Torrente

Tudo é úmido, escuro e incolor. A névoa cobre o mato, o chão e o pomar.
O cheiro, denso, lembra musgo, frutas ácidas podres e solidão

No caminho, as pedras tornam-se monumentos. Cada um com seu formato incomum, mas indistinguíveis a um observador incauto. Algumas são altas e pontiagudas, outras são lisas e baixas. Existem também as perfuradas, as esquecidas e as deturpadas.
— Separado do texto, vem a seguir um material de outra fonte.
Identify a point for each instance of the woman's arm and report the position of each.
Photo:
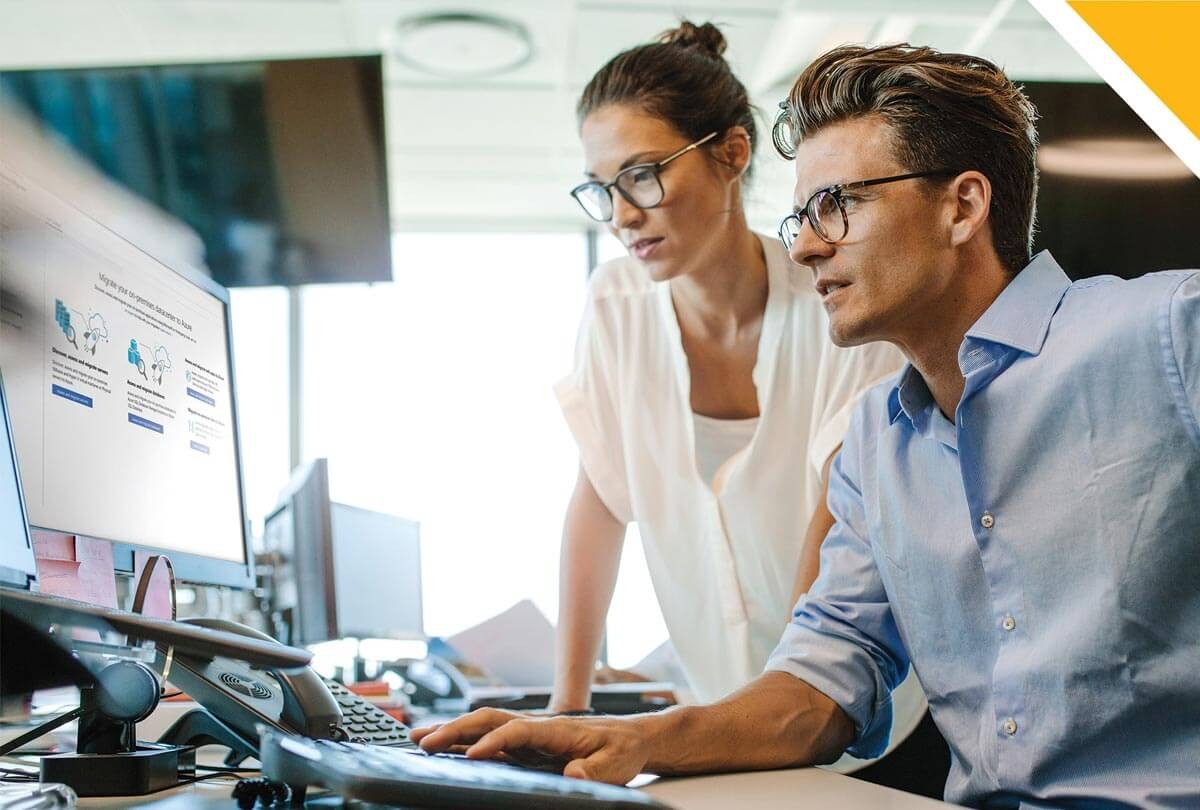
(591, 557)
(819, 527)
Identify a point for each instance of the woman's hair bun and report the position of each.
(706, 39)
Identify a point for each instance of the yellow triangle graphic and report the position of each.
(1158, 41)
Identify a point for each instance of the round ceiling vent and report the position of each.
(462, 45)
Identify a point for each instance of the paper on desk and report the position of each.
(516, 647)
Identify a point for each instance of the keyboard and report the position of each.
(409, 777)
(366, 723)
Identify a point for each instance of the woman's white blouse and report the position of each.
(723, 559)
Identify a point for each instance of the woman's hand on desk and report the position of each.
(601, 749)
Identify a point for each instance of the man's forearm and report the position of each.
(774, 721)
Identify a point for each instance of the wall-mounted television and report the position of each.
(280, 166)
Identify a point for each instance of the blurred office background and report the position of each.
(430, 393)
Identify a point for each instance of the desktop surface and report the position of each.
(771, 790)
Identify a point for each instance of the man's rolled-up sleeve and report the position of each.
(843, 639)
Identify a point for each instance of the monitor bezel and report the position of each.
(191, 568)
(10, 576)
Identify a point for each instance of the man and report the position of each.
(1018, 515)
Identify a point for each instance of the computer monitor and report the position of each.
(16, 550)
(342, 571)
(119, 375)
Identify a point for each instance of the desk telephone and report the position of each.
(238, 696)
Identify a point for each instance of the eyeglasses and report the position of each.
(640, 185)
(826, 210)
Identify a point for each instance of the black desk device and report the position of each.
(238, 697)
(411, 778)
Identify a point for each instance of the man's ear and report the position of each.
(733, 151)
(971, 199)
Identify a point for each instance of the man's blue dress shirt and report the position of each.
(1037, 561)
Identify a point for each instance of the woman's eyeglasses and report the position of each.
(640, 185)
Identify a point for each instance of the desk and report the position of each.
(799, 787)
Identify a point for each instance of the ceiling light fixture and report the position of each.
(462, 45)
(1113, 159)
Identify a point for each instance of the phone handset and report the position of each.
(307, 706)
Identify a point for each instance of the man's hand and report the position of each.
(601, 749)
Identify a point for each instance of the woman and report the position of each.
(707, 399)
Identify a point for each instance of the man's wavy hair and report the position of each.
(946, 112)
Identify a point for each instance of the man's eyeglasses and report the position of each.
(826, 210)
(640, 185)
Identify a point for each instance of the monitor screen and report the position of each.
(16, 550)
(300, 534)
(118, 372)
(279, 166)
(341, 571)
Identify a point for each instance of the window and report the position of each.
(431, 396)
(432, 399)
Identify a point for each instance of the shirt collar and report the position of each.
(910, 396)
(1020, 316)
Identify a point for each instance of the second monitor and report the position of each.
(341, 571)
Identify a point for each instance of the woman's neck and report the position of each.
(726, 295)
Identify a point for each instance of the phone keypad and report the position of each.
(366, 723)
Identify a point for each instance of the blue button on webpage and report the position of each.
(73, 396)
(145, 423)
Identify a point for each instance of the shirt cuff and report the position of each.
(844, 672)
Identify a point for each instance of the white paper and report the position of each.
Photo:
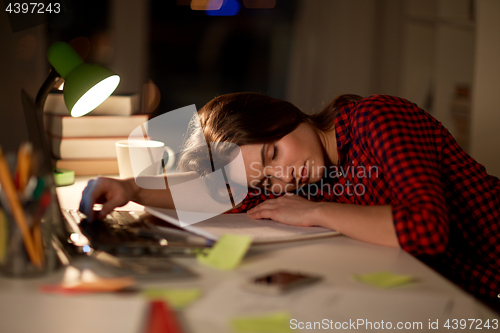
(262, 231)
Passo a passo, volta a volta, curva e quebrada. Cada desdobramento envolve a próxima légua. A revolta desmancha redemoinhos, desintegra formas e traços, desenha espuma e lembra ao acaso.

Não está mais na alameda dos cardíacos, na baixa do centro ou na quadra da armada. O alto, sempre o alto. Agora o esquecido está límpido e calmo. O branco cresce por baixo do musgo, a paz se contrai.

O largo acumula a água, com a profundidade, as imperfeições são sobrepostas com fluidez. Não resta quase nada além de uma límpida expressão de lisura, calombos volumosos esparsos e.

Agora existe apenas a reação ao eventual movimento dos peixes, sapos, vento e da loucura.

O que será da torrente que virou lago?

Construiu realidades, criou barro, moldou as pedras, moveu o mato, a terra e quebrou expectativas?

Será congelado no escuro inverno? Será passageiro? Será significado ou evaporado na seca? Será que esse tempo precisa ser lembrado?

Não, tampouco sim. O passado está dissolvido no fundo. Embora não seja aparente, está ali, compondo as camadas que sustentam as águas leves da superfície.

Agora aguarda / guarda o tempo. Espera, paciente.

Embora não queira, o acaso traz pontadas da profundidade. Mas assim é. Esse foi o caminho e será.